Producing this data set also required a substantial amount of engineering expertise and compute power. We ran DFT simulations on spare compute cycles over a period of four months. Facebook’s data centers will reach net zero emissions by the end of the year, making this a responsible and sustainable way to run the compute-intensive calculations necessary to build this data set.
While the creation and release of the OC20 data set marks a major milestone in this research, we’ve only begun to explore the data’s potential for ML models. With Facebook’s high-end servers, each relaxation for the OC20 data set still took between 12 and 72 hours to execute. Our goal is to accelerate this process via AI models so that ultimately each relaxation takes mere seconds to complete.
Approximating DFT calculations poses an exceedingly difficult AI problem, though. Quantum mechanical simulations are complicated, and the margins for error are small. Relaxations consist of hundreds of smaller time steps, and at each step we must accurately predict the forces at play on each atom in the system. Failure to do so means compounding errors until eventually the simulation bears little to no resemblance to reality. A mistake on the scale of hundredths of an angstrom, a fraction the size of an atom, might result in pursuing catalysts that are less efficient than we expected from our model — or worse, in our overlooking a crucial breakthrough in electrocatalysis.
Success could usher in widespread adoption of renewable energy, as costs come down and impact on the grid is mitigated by better storage. Current baseline models are still far from being useful in practical applications, so there is still much to be accomplished to realize the renewable energy solutions needed.
We hope the Open Catalyst Project and release of the accompanying data set and models will inspire researchers in the broader community, whether they’re interested primarily in AI or catalysis.

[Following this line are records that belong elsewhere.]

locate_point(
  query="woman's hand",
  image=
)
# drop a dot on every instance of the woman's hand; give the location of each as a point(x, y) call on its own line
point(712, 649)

This problem presents an interesting challenge for AI research, because of both the complexity of the systems involved and the accuracy required. And for catalysis researchers, we hope the OC20 data set helps jump-start efforts that were previously hindered by lack of compute.

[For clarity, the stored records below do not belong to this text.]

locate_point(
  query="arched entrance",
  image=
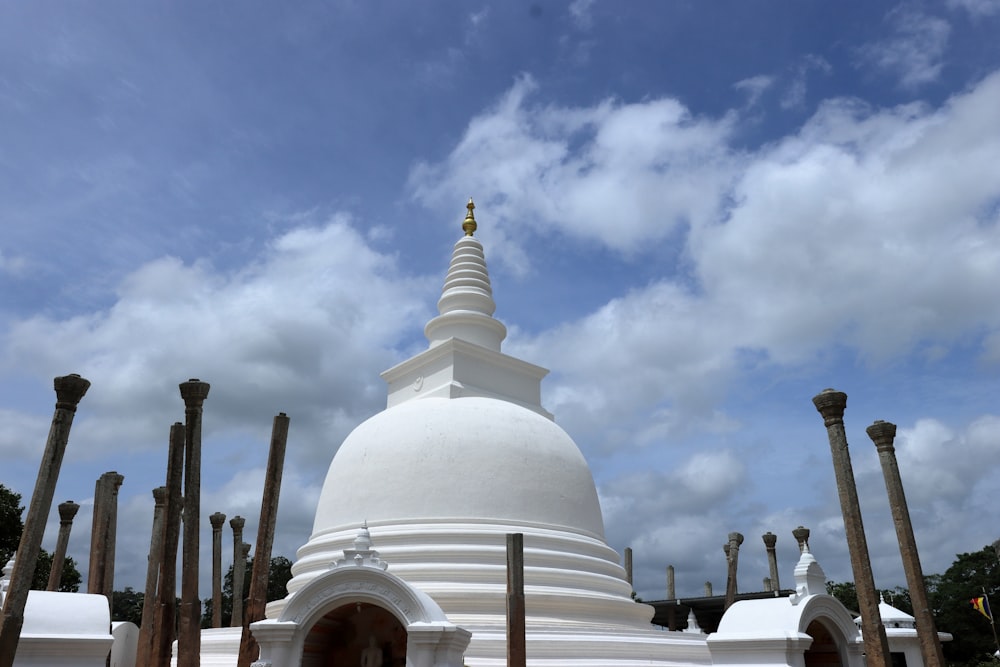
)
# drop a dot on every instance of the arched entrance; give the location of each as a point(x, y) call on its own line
point(340, 637)
point(824, 651)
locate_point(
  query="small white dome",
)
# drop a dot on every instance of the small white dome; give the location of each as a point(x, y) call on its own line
point(476, 458)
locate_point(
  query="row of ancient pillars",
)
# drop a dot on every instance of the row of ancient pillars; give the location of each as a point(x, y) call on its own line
point(831, 405)
point(183, 466)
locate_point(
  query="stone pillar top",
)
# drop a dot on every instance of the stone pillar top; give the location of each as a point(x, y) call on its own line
point(68, 510)
point(69, 390)
point(831, 405)
point(194, 392)
point(882, 434)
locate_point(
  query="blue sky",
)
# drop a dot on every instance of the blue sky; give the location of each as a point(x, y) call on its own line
point(697, 215)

We are determined to enable the community to build on our work and developments in an effort to advance the state of the art as quickly as possible. The Open Catalyst Project is committed to sharing our future AI models, baselines, and evaluation metrics, as well as any future data sets we create. This work is larger and more important than any single discipline or institution, and the best way to make significant progress is to approach it with a spirit of openness and collaboration.

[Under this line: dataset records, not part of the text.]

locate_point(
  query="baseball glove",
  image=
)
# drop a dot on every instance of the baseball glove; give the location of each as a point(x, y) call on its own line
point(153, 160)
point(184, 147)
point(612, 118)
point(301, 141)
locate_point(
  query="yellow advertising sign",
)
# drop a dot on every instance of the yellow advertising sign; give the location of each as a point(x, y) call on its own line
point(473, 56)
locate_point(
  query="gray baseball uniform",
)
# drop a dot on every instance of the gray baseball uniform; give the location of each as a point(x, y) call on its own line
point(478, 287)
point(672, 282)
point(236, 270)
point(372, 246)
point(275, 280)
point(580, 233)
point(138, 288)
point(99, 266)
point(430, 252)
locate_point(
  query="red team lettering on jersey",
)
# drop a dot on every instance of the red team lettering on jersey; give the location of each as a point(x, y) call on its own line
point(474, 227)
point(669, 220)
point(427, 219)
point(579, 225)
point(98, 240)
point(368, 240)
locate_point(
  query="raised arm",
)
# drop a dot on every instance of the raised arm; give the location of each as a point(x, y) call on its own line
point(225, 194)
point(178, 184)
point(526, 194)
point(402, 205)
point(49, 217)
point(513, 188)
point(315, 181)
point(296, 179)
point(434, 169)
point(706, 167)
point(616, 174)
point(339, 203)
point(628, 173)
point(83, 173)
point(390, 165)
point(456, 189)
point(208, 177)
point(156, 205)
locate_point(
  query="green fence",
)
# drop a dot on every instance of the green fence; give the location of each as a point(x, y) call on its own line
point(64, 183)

If successful, this research has the potential to significantly accelerate the global shift toward renewable energy, removing the high costs associated with current electrocatalysts, providing a scalable alternative to expensive storage technologies like batteries, and supplying clean and sustainable power the world over. As energy needs continue to climb and the fight against climate change grows more urgent, this problem offers a chance to advance AI in a way that will have a significant real-world impact.
Modeling quantum interactions also underpins many modern scientific problems. If we are successful in developing an AI that can accurately predict atomic interactions, we might be able to apply the same techniques to other challenges, like water quality remediation, medical treatment development, advanced manufacturing, or geochemistry. Being able to accomplish in a few seconds what used to take days (or even weeks) would revolutionize laboratories and help them tackle many important scientific problems with unprecedented speed.
And on a broader level, we hope that the Open Catalyst Project serves as an example for cross-discipline AI research, demonstrating how experts in different fields can work together for the betterment of all.